17

“Mr. Gale? My name is Norris Kennedy. I was a friend of Bennet Tarlow. I remember you from a fight in Las Vegas — Fury-Wilder three.”

Early morning in San Juan Capistrano, Gale still in bed, sunlight streaming into the little bedroom in the house where he grew up.

It’s just hours after being invited to hell by Vernon Jeffs.

And less than an hour since he sent off the search warrant request to the Honorable Carl Schmidt for the home and white Ford Econoline belonging to Vernon Jeffs.

And learned that no prints of Jeffs were found in Tarlow’s Newport Beach home.

“When can we meet?” he asks.

“I’m in Laguna. Moulin on Forest?”

Gale and Mendez arrive first and take an outside table far in a corner.
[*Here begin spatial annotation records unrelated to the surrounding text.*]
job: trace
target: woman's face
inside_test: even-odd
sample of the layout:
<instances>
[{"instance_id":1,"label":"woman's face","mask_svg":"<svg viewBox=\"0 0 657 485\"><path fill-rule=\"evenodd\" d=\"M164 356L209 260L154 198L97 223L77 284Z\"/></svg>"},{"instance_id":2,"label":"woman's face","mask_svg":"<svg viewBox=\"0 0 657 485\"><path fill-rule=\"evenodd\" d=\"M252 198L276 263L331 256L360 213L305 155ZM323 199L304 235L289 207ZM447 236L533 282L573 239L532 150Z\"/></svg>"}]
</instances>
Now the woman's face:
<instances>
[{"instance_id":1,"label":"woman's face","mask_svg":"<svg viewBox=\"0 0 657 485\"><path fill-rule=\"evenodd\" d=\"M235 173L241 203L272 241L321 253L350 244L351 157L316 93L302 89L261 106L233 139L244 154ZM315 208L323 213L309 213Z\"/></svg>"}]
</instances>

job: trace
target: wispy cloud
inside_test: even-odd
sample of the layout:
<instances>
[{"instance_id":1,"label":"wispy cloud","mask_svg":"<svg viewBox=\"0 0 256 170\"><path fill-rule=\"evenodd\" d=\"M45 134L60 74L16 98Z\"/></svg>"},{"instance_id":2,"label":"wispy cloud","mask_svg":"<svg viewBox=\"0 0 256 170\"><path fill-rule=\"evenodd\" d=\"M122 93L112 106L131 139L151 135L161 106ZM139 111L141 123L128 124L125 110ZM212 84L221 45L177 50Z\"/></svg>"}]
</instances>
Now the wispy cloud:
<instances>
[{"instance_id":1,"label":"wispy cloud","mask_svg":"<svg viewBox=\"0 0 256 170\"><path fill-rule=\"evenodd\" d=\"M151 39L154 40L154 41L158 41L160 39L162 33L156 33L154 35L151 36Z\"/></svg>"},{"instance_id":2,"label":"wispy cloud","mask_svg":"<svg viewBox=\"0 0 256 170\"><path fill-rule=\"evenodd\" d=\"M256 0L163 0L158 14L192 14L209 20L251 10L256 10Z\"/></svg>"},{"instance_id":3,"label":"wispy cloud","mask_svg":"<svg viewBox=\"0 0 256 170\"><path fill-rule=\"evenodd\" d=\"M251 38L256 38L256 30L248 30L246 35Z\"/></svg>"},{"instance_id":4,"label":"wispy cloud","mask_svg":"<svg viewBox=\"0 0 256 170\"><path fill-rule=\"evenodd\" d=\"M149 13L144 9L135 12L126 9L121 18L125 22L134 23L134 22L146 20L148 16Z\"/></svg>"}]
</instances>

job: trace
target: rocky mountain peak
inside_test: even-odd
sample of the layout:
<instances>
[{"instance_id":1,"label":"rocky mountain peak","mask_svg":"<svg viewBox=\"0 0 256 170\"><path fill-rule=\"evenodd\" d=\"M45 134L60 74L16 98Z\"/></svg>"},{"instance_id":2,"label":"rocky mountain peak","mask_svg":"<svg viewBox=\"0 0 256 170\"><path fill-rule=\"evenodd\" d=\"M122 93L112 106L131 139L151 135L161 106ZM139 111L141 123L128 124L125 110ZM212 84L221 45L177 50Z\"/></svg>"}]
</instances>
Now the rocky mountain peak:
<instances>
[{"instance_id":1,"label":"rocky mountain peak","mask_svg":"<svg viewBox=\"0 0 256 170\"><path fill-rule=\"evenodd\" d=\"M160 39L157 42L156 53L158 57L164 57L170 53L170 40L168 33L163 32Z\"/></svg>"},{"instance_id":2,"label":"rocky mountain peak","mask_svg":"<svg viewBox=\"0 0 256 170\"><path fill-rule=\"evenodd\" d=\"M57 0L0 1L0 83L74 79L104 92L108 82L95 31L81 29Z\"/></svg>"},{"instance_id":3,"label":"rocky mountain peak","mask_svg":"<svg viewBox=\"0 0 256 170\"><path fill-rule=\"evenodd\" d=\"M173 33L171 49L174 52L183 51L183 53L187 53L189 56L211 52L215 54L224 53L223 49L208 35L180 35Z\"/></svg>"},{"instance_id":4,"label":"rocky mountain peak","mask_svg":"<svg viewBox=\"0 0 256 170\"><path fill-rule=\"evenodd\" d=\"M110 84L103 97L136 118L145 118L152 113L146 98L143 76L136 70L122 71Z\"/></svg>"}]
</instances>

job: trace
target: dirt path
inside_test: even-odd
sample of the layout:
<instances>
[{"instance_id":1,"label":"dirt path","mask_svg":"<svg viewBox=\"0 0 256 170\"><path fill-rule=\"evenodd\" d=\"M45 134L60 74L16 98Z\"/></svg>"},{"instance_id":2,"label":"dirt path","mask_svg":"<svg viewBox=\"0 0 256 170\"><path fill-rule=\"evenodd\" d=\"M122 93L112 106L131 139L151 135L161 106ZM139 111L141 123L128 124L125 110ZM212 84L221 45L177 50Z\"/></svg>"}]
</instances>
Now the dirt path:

The café is busy as always this morning, mostly locals and their dogs, who all seem to know each other, and plenty of well-heeled tourists tucking into their crepes, omelets, and lattes.

Norris Kennedy is much as Gale remembers her, a pretty redhead with one dimple and a measured smile, shapely.

Introductions but no small talk.

“I didn’t call sooner because I had no idea who would kill Bennet,” Norris says.

“Do you now?”

She gives Gale an assayer’s stare, unblinking dark brown eyes boring into him, then Mendez.

“He was one of the most energetic, ambitious, and complex men I’ve ever known,” she says. “I was a city attorney in Las Vegas at the time, specializing in gaming and hospitality, so I’ve met more than a few people like that. Businessmen, politicians, gangsters, Hollywood. The gamut. I could go on and on about Tarlow but I won’t.”

The detectives’ silence draws her out. “The Tarlow Company is a house divided,” she says. “Bennet and his father detested each other. His stepmother took her stepson’s side on most things. The big issue was always profit. Bennet, in his father’s eyes, was a mediocre builder and a poor businessman. Bennet thought of his dad as a money-grubber and a bore. Then there’s the patriarch, the original Bennet Tarlow himself, strong but mostly silent at ninety, presiding over the world from his mansion overlooking Crystal Cove in Newport Beach.”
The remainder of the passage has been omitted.